Face à la multiplication des « émeutes de la faim », la crise alimentaire est devenue depuis ce week-end une priorité pour les grandes organisations internationales, le Fonds Monétaire International (FMI) et la Banque mondiale en premier lieu. L’heure est grave : la situation risque d’empirer dans les semaines et les mois à venir.
« Choc alimentaire mondial », un véritable « tsunami économique et humanitaire ». En qualifiant la crise actuelle ainsi, Louis Michel, commissaire européen au Développement et à l’Aide humanitaire, a très bien saisi son ampleur et sa gravité. Ce phénomène a fait l’objet dimanche d’une réunion du Comité de développement de la Banque mondiale à Washington. Son président, Robert Zoellick, a appelé les Etats à intervenir d’urgence pour éviter que la crise ne s’aggrave et n’appauvrisse davantage les quelques 100 millions de pauvres que compte la planète.
Cette déclaration vient à l’heure où un certain nombre de pays sombre dans l’instabilité politique, économique et sociale. Les « émeutes de la faim » se multiplient et deviennent de plus en plus violentes en Egypte, en Côte d’Ivoire, au Cameroun, au Burkina Faso, au Sénégal, à Madagascar ou encore aux Philippines et en Haïti, pour ne citer que ces pays. Les morts se comptent par dizaines. Au Cameroun, on en compte une cinquantaine depuis février. En Haïti, Etat le plus pauvre du continent américain, le gouvernement a été renversé samedi après plus d’une semaine d’émeutes.
L’Afrique, continent le plus touché
La Banque mondiale estime que 33 pays pourraient connaître des troubles politiques et des désordres sociaux en raison de la forte hausse des prix des produits alimentaires et énergétiques. La FAO, organisation des Nations unies pour l’alimentation et l’agriculture, évalue leur nombre à 37, africains pour la plupart.
Dans les pays les plus pauvres, le budget alimentaire constitue déjà les trois quarts du budget total d’un ménage (contre 15% dans les pays développés). Quand les prix ne sont pas indexés sur les salaires, que faire ? La Banque mondiale prévoit de doubler ses prêts agricoles en Afrique en les portant à 800 millions de dollars et propose également aux fonds souverains de consacrer 30 milliards de dollars (soit 1% de leur actif) aux investissements en Afrique.
D’autre part, le programme alimentaire mondial (PAM) avait réclamé près de 500 millions de dollars à la communauté internationale avant le 1er mai. R. Zoellick a indiqué qu’il a déjà reçu plus de la moitié de la somme. Mais « ce n’est pas assez », « il demeure urgent que les gouvernements interviennent », a-t-il insisté.

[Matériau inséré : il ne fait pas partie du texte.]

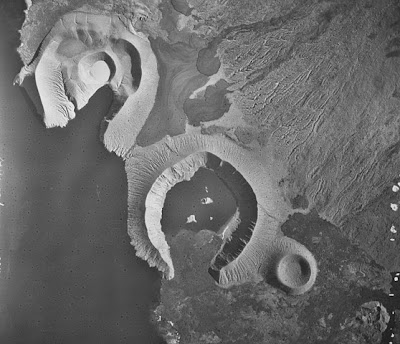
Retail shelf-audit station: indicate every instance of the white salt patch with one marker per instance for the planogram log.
(100, 72)
(191, 219)
(206, 200)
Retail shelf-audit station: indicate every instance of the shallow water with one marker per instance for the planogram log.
(204, 202)
(68, 273)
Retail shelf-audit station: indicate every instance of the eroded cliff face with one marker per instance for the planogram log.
(305, 95)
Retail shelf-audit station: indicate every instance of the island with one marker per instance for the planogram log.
(292, 106)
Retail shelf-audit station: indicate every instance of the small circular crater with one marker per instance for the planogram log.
(293, 271)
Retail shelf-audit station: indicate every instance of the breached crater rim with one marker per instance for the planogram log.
(152, 171)
(85, 51)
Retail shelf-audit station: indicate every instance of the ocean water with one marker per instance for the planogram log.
(68, 273)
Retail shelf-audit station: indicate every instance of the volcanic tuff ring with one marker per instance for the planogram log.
(81, 45)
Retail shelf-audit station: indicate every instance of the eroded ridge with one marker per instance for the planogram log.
(252, 242)
(82, 53)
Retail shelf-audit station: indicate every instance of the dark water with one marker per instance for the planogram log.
(68, 273)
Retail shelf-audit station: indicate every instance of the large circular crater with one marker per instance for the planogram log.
(213, 196)
(198, 182)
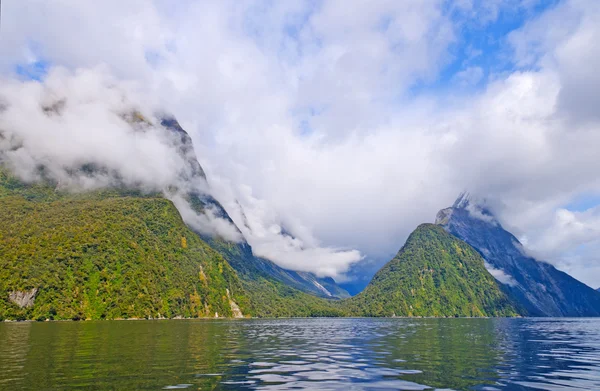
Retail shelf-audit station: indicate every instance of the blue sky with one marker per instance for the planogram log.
(351, 125)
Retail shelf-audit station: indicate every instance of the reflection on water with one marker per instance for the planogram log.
(326, 354)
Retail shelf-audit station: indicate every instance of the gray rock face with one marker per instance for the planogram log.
(23, 299)
(240, 255)
(538, 287)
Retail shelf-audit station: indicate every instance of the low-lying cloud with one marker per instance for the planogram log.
(345, 123)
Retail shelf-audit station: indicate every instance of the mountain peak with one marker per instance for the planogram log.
(463, 200)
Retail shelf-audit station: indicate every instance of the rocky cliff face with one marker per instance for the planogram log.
(434, 274)
(538, 287)
(240, 255)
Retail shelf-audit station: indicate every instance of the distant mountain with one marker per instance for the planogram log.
(538, 287)
(240, 255)
(433, 274)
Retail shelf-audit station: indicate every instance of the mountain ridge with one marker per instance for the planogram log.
(538, 286)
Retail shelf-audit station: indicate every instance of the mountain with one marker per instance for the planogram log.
(240, 255)
(537, 286)
(106, 255)
(433, 274)
(124, 252)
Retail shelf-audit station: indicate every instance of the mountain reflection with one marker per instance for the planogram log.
(335, 354)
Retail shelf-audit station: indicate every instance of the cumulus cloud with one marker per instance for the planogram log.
(323, 110)
(86, 131)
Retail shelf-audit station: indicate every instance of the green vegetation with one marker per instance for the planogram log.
(434, 274)
(123, 254)
(106, 255)
(270, 297)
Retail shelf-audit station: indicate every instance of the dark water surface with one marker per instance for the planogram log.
(334, 354)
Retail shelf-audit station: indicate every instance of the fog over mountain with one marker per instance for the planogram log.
(345, 127)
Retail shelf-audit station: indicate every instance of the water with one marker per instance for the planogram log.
(334, 354)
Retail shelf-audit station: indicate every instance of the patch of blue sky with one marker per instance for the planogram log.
(583, 202)
(481, 45)
(153, 58)
(36, 70)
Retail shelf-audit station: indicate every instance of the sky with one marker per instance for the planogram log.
(331, 129)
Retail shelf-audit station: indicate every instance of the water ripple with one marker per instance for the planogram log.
(326, 354)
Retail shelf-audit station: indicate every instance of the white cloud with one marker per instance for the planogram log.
(313, 109)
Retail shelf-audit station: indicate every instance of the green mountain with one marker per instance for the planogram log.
(434, 274)
(105, 255)
(122, 254)
(240, 255)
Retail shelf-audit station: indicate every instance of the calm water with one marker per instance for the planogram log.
(334, 354)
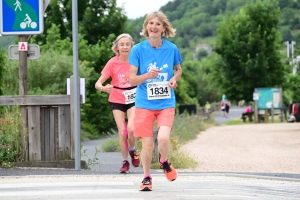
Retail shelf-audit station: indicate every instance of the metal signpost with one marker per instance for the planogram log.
(23, 18)
(20, 17)
(32, 53)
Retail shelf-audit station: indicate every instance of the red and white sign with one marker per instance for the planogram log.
(23, 46)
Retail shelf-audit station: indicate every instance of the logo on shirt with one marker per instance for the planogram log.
(162, 76)
(123, 78)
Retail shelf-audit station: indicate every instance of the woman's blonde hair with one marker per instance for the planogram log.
(115, 43)
(169, 31)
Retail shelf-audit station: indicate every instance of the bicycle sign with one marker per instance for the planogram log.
(21, 17)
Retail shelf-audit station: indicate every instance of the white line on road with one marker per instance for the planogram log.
(65, 192)
(64, 184)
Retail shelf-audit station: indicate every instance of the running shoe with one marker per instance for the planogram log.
(146, 184)
(169, 170)
(125, 167)
(135, 160)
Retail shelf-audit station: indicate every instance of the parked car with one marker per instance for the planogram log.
(294, 113)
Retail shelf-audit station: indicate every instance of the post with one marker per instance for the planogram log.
(23, 91)
(272, 111)
(255, 109)
(76, 84)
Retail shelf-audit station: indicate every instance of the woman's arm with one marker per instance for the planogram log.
(134, 79)
(177, 75)
(99, 85)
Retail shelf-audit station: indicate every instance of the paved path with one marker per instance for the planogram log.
(104, 182)
(125, 187)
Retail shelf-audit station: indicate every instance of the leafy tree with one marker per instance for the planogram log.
(96, 19)
(249, 46)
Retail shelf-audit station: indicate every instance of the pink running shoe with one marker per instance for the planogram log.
(135, 160)
(125, 167)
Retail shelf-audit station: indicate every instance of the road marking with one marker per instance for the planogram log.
(66, 192)
(64, 184)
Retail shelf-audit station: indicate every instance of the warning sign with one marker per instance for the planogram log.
(23, 46)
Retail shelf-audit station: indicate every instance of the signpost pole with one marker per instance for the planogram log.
(255, 109)
(23, 91)
(76, 85)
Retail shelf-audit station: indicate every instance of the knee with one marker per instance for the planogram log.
(130, 129)
(148, 147)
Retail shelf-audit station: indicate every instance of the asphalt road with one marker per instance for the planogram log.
(103, 181)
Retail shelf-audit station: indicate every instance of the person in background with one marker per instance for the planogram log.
(248, 109)
(207, 109)
(222, 107)
(227, 107)
(121, 97)
(153, 62)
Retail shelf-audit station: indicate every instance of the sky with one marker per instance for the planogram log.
(138, 8)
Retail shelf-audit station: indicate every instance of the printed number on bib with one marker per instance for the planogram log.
(158, 90)
(130, 96)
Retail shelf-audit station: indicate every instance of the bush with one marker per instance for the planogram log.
(10, 137)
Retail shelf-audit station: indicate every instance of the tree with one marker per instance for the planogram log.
(96, 19)
(249, 45)
(2, 64)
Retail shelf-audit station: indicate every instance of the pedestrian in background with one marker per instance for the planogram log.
(227, 107)
(153, 62)
(121, 97)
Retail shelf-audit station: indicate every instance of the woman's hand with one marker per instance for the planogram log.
(153, 73)
(107, 88)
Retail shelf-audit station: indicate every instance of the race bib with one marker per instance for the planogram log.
(158, 90)
(130, 96)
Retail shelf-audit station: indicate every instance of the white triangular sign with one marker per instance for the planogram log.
(23, 46)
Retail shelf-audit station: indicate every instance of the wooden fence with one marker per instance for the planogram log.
(49, 136)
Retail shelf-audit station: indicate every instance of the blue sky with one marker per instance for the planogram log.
(138, 8)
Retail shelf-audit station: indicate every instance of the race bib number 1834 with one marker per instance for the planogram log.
(158, 90)
(130, 96)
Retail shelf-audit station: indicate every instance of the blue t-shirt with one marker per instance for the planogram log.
(145, 57)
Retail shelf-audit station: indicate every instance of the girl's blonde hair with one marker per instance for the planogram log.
(169, 31)
(114, 47)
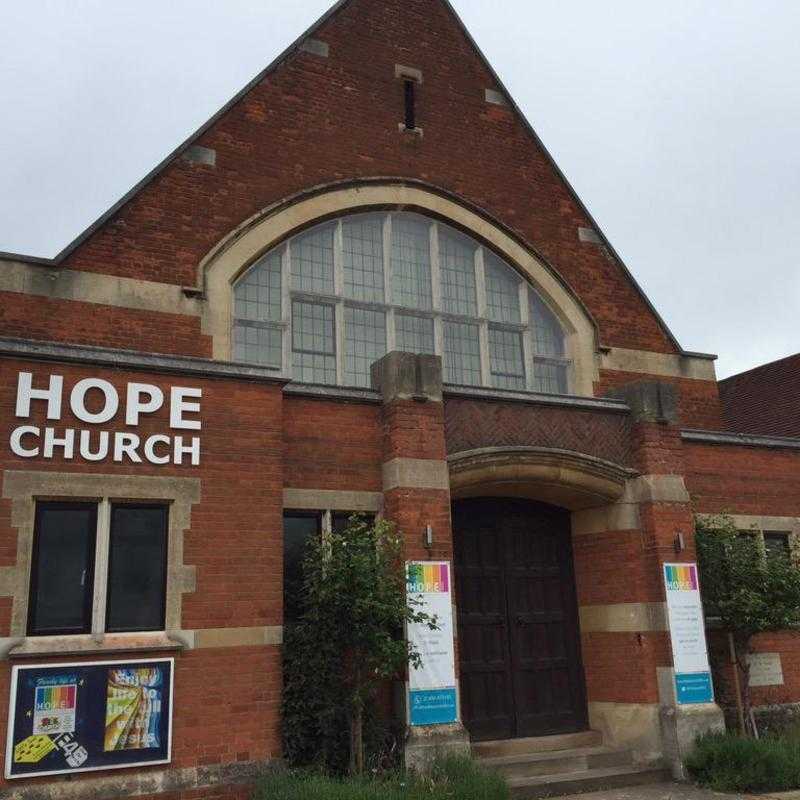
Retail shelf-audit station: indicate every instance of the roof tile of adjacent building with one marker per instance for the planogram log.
(764, 400)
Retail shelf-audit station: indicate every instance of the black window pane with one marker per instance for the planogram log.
(62, 575)
(137, 568)
(776, 543)
(298, 531)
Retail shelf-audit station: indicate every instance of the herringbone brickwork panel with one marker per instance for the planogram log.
(472, 424)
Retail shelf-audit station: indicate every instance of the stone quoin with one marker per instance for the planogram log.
(363, 286)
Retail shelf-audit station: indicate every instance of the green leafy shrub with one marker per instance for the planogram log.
(450, 779)
(347, 641)
(728, 763)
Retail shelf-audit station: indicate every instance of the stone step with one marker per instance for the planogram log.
(558, 761)
(590, 780)
(536, 744)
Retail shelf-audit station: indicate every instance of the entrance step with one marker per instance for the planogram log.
(536, 744)
(551, 766)
(557, 762)
(592, 780)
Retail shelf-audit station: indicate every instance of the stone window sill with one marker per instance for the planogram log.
(86, 644)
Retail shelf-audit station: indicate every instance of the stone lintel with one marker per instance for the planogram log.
(650, 400)
(408, 376)
(415, 473)
(331, 500)
(624, 618)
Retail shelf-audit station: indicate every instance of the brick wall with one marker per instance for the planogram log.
(226, 706)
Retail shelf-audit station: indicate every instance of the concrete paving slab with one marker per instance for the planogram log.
(657, 791)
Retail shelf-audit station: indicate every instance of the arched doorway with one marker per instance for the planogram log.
(519, 642)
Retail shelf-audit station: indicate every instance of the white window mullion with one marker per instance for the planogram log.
(480, 284)
(387, 258)
(338, 268)
(101, 551)
(286, 309)
(527, 336)
(436, 272)
(339, 330)
(391, 331)
(486, 366)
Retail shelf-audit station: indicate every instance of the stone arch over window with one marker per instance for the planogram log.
(325, 285)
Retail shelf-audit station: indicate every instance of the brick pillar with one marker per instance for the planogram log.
(667, 528)
(416, 489)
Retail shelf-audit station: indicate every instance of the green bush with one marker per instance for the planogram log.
(450, 779)
(729, 763)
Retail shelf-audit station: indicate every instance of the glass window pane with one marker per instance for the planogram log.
(549, 378)
(457, 265)
(411, 261)
(414, 334)
(298, 531)
(502, 290)
(462, 354)
(362, 257)
(62, 572)
(137, 570)
(312, 260)
(257, 295)
(776, 543)
(364, 343)
(508, 364)
(255, 343)
(548, 338)
(313, 342)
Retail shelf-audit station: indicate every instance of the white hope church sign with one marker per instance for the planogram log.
(90, 444)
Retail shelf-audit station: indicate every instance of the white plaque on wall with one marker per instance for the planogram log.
(765, 669)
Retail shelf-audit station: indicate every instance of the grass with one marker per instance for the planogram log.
(450, 779)
(729, 763)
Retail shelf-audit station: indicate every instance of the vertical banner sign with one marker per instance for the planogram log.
(688, 633)
(89, 716)
(432, 686)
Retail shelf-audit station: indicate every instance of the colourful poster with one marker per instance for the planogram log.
(688, 635)
(89, 716)
(133, 708)
(432, 686)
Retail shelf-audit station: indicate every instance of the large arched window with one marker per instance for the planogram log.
(330, 301)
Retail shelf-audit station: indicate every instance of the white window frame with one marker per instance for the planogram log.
(390, 309)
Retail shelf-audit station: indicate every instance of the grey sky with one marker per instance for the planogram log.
(677, 123)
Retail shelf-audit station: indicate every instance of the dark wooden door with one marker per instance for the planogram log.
(519, 645)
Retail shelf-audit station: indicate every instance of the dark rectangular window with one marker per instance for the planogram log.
(137, 569)
(62, 569)
(410, 92)
(776, 543)
(298, 530)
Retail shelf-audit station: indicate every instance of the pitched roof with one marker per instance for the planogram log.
(764, 400)
(287, 53)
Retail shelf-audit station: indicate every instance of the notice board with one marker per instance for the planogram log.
(88, 716)
(688, 635)
(432, 687)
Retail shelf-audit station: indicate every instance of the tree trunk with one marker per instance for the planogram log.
(742, 645)
(356, 738)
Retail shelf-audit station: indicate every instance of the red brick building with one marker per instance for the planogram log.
(364, 285)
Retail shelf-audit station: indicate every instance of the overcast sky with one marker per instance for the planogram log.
(677, 123)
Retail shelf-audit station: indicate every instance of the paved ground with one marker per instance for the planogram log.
(660, 791)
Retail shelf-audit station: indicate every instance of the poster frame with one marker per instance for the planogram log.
(12, 715)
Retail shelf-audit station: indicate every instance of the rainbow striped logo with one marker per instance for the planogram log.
(428, 578)
(55, 698)
(681, 577)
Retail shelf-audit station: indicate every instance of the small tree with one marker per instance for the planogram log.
(749, 591)
(349, 637)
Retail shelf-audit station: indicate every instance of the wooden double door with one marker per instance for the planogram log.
(518, 634)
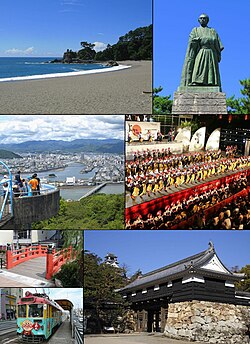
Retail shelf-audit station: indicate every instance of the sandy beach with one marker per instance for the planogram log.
(118, 92)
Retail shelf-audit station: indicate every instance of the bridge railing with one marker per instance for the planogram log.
(78, 334)
(16, 257)
(56, 259)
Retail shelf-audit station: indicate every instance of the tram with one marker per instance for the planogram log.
(37, 318)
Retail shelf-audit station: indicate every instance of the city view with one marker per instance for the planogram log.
(70, 163)
(74, 173)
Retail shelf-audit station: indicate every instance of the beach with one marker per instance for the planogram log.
(117, 92)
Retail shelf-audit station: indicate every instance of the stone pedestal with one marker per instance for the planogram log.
(195, 100)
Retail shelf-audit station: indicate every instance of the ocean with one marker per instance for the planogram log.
(22, 68)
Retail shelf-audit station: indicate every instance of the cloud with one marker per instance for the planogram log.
(22, 128)
(99, 46)
(15, 51)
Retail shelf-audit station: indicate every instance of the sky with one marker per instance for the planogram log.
(149, 250)
(75, 295)
(49, 27)
(173, 22)
(21, 128)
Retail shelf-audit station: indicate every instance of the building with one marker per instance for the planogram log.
(194, 298)
(111, 259)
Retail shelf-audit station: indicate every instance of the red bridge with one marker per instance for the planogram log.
(54, 259)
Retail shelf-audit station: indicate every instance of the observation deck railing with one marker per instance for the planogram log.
(6, 205)
(23, 207)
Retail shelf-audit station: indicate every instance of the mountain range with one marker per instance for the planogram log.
(80, 145)
(5, 154)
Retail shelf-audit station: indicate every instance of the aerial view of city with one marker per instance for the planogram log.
(67, 162)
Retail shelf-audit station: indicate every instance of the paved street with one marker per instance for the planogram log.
(62, 335)
(132, 339)
(10, 279)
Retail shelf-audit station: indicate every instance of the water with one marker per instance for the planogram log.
(76, 193)
(11, 67)
(73, 170)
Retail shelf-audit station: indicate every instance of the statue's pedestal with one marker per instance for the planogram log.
(196, 100)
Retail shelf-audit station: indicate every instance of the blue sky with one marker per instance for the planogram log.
(173, 22)
(49, 27)
(21, 128)
(148, 250)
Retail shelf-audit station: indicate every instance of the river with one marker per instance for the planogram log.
(75, 193)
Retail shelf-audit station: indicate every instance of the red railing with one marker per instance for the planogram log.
(16, 257)
(54, 260)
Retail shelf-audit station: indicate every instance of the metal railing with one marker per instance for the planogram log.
(8, 190)
(78, 334)
(6, 207)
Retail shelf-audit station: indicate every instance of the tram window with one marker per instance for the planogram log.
(22, 311)
(35, 311)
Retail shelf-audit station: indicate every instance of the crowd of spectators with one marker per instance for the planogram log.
(235, 215)
(154, 171)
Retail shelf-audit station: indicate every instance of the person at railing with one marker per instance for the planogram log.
(34, 184)
(24, 188)
(18, 180)
(38, 185)
(5, 185)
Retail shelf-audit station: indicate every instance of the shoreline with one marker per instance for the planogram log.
(66, 74)
(118, 92)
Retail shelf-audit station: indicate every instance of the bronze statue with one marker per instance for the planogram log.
(201, 66)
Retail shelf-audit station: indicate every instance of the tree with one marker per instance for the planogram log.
(103, 306)
(245, 284)
(87, 53)
(161, 105)
(240, 105)
(87, 45)
(134, 45)
(99, 211)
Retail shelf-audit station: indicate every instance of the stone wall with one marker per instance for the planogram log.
(209, 322)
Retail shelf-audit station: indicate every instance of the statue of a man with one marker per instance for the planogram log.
(201, 66)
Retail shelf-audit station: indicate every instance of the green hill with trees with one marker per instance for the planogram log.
(99, 211)
(134, 45)
(4, 154)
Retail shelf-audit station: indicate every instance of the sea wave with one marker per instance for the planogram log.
(33, 63)
(59, 75)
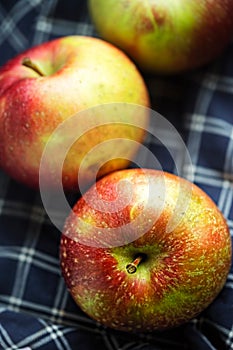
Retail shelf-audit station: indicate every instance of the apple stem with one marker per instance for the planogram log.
(27, 62)
(132, 267)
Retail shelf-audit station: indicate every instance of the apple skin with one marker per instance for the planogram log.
(77, 73)
(182, 270)
(165, 37)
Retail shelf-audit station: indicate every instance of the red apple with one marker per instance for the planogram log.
(166, 36)
(43, 87)
(144, 250)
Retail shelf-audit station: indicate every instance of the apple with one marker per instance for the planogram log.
(43, 87)
(144, 250)
(165, 37)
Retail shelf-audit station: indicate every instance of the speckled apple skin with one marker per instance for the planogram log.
(79, 72)
(166, 36)
(184, 269)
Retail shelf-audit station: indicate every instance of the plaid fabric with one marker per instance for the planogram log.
(36, 310)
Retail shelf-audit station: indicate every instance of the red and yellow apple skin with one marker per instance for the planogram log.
(180, 273)
(166, 36)
(70, 74)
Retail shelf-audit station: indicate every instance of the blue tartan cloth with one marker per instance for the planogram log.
(36, 310)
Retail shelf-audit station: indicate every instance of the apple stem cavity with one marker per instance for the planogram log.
(27, 62)
(132, 267)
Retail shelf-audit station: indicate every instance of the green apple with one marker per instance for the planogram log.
(165, 36)
(44, 86)
(144, 250)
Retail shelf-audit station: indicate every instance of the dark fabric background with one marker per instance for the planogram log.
(36, 310)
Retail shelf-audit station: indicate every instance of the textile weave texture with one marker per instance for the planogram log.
(36, 310)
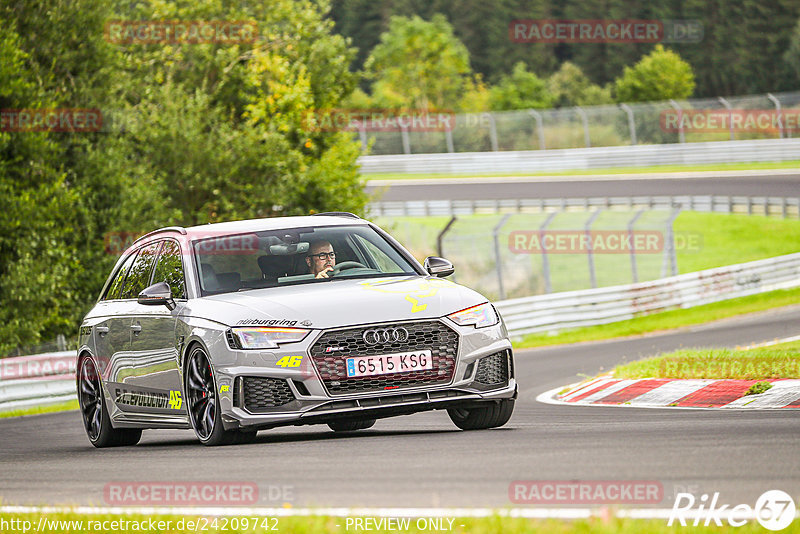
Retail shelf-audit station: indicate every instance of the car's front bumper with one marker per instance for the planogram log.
(312, 403)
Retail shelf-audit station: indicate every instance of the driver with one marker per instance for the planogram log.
(320, 259)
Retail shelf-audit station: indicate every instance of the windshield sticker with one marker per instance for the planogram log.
(412, 292)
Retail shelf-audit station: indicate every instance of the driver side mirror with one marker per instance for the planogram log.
(157, 295)
(438, 267)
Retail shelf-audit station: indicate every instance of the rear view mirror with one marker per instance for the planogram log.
(157, 295)
(438, 267)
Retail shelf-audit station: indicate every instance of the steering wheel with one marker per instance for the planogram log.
(339, 267)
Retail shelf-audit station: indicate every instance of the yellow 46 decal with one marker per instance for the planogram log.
(290, 361)
(175, 400)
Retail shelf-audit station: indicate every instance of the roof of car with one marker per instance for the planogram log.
(254, 225)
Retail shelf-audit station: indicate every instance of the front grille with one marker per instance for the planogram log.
(261, 392)
(493, 369)
(333, 348)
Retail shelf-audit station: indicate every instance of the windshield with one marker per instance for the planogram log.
(238, 262)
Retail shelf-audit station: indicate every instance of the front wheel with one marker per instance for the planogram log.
(492, 415)
(93, 409)
(203, 403)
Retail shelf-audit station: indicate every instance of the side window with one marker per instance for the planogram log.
(139, 275)
(115, 289)
(385, 264)
(169, 269)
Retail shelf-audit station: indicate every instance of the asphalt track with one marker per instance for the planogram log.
(776, 184)
(424, 461)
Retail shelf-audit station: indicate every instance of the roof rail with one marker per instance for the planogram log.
(179, 229)
(338, 214)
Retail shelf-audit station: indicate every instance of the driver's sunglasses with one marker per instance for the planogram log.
(323, 255)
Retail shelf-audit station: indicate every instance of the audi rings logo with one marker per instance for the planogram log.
(385, 335)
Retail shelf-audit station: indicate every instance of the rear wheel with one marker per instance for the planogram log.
(492, 415)
(351, 425)
(203, 404)
(96, 421)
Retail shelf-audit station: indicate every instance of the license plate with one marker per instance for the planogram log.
(385, 364)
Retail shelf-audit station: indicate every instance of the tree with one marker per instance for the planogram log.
(191, 134)
(569, 86)
(660, 75)
(418, 64)
(520, 90)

Les biocarburants au détriment de l’autosuffisance alimentaire
Les causes sont multiples. Mais deux d’entre elles sont régulièrement citées. La hausse de la demande des pays émergents comme la Chine et l’Inde explique en partie la crise. Ces dernières années, une classe moyenne est apparue au fur et à mesure que les salaires ont augmenté. Les habitudes alimentaires changent et « s’occidentalisent » fortement. La consommation de viande prend une place de plus en plus manifeste. Or, 64% des terres cultivables de la planète sont dédiées à la nourriture de bétail. Certaines denrées agricoles telles que le soja sont presque exclusivement consacrées à l’alimentation animale. Autre fait notable : les terres cultivables ne cessent de décroître au fur et à mesure que la population mondiale augmente et s’urbanise. Celle-ci passera de quelque 6,5 milliards de personnes à plus de 9 milliards d’ici 2050.
Mais ce sont les biocarburants qui font l’objet de critiques de plus en plus virulentes. Face au défi environnemental et à l’envolée du prix du pétrole, de grands groupes industriels ont cherché une alternative possible à l’« or noir ». La croissance des biocarburants se trouve dopé. Selon le FMI, 20 à 50% de la production mondiale de colza et de mais ont ainsi été détourné de leur usage initial. Une concurrence « déloyale » qui mine la production alimentaire et met à mal les populations des pays en développement.
DSK : « Les conséquences seront terribles »
Dans un entretien à Libération publié lundi, Jean Ziegler, rapporteur spécial des Nations Unies pour le droit à l’alimentation, a pour sa part estimé que le monde se dirige « vers une très longue période d’émeutes, de conflits, des vagues de déstabilisation régionale incontrôlable » liés à la hausse des prix et à la pénurie des denrées alimentaires.
Si la hausse continue à ce rythme-là, « les conséquences seront terribles », a lancé Dominique Strauss-Kahn, directeur général du FMI. « Comme nous l’avons appris dans le passé, ce genre de situations se finit parfois en guerre », a t-il ajouté.
La mauvaise santé de l’économie mondiale n’augure rien de bon. La crise alimentaire survient en pleine crise financière dite des « subprimes », prêts immobiliers à risque qui se sont titrisées et qui a entrainé des pertes financières colossales et des faillites. Le G8 Finances, qui se réunira en juin prochain au Japon, se saisira de ces deux dossiers. « Mais, franchement, nous ne pouvons attendre jusque là », a reconnu R. Zoellick.